The novel, by American writer Erin Morgenstern, has been a hot international acquisition and was landed by Harvill Secker in the UK just before Frankfurt, reportedly for a "good six-figure sum". It has a global publication date of 13th September (Doubleday is the US house) and Harvill Secker is adding all the bells and whistles, with handsome proofs and an interactive digital marketing campaign created with Failbetter Games in the pipeline.
Confidently written, imaginative, and both accessible and literary, The Night Circus is set in the late 19th century, where a young girl and boy are bound by a pair of warring enchanters to take part in a competition of magical strength. The circus is created as the setting for the contest, a place where their extraordinary acts—the creation of a fantastical ice garden, or a magical carousel—can pass as amazing illusions invented to entertain the public. But the two, although supposed to be fighting each other, fall in love, and find themselves desperate to escape the roles that have been dictated for them by their warlock puppetmasters.

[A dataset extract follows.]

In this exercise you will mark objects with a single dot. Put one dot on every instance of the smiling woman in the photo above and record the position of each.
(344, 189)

The novel has shades of Susanna Clarke's Jonathan Strange & Mr Norrell and of Diane Setterfield's The Thirteenth Tale, as well as hints of Stephenie Meyer's Twilight with its supernatural star-crossed lovers. No surprise then that film rights have been snapped up by Summit Entertainment, the company behind the "Twilight" movies.
Morgenstern, who lives in Salem, Massachussetts, says her overriding inspiration for her novel was actually the topsy-turvy world of Lewis Carroll's children's classic Alice in Wonderland. In fact, she originally began The Night Circus as a children's book but it hadn't gelled as she'd wanted it to. "Making it more adult gave it a more sophisticated tone which is where it started to work," she says. "And while there are lots of books where a child is going on a magical adventure—like Harry Potter—I'm turning 33 and I didn't want the kids to have all the fun. I wanted something with a maturity to it, to have that belief in magic, but for the magic to have rules and consequences. I read Jonathan Strange & Mr Norrell a few years ago, and loved it, but I wanted to do something a bit lighter—to keep it very dreamlike."

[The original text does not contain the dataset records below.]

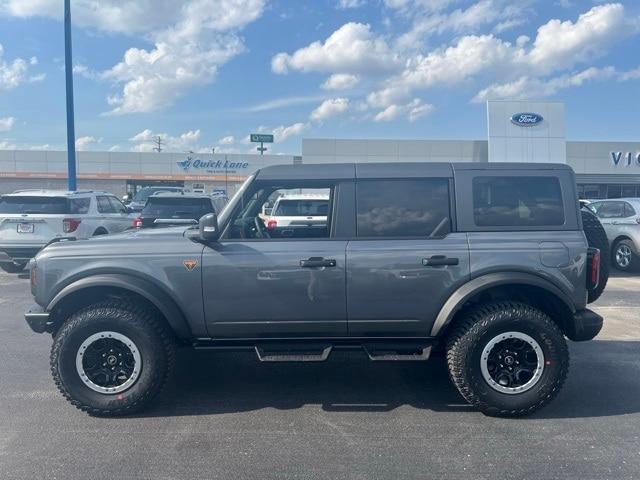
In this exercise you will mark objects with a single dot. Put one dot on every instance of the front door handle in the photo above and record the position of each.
(315, 262)
(439, 261)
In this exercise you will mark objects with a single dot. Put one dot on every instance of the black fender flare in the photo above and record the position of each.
(484, 282)
(145, 288)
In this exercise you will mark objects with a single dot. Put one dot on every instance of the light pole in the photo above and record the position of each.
(68, 68)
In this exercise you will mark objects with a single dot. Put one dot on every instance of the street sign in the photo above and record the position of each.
(261, 138)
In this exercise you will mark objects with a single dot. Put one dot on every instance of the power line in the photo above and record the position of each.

The circus and its magical attractions, sometimes exhilarating, sometimes sinister, are so vividly imagined that it is easy to feel you are wandering through the crowded tents yourself. Morgenstern says she loves loves "immersive" fiction, books where the location feels very real, with all the textures and sounds and smells that involves. And as an artist—she has painted since childhood—the visual quality of the novel is also very marked, with a palette of black and white like the stripy tents of the circus itself.
Morgenstern says she finds stripping out colour "so evocative", and has painted her own version of the black and white Tarot deck used by the circus fortune-teller in the novel.
"I write what I can't paint and I paint what I can't write," is how she puts it. "I think the circus has so much scope to it and my skills as an illustrator are limited. I could maybe paint glimpses of it. But so much is about light—I'm very visual and for entire scenes, I know which direction the light is coming from. Writing is about translating those pictures in my head."
Turning to tarot
Sometimes she struggles to get the pictures into words, and then she's been known to turn to the Tarot deck for help. "I haven't had that many professional readings, but I like divination in general and the Tarot is particularly interesting because the meaning of a card changes with their relation to other cards. I have a deck sitting by my computer and when I'm trying to get a tone or direction, I pull a card and see where it takes me. There are so many different archetypes and scenarios, you can almost outline an entire novel. It makes a great jumping-off point."
Morgenstern calls the attention her novel has received "overwhelming". She will shortly head to San Diego to talk to the film-makers, who she says are "extremely enthusiastic". And in a week or two she is relocating to Boston, which will make an easier base for all the travelling she needs to do to promote the book. It's all "a little bit crazy" because she has never even been out of the US before, she says. "I've got to get a passport."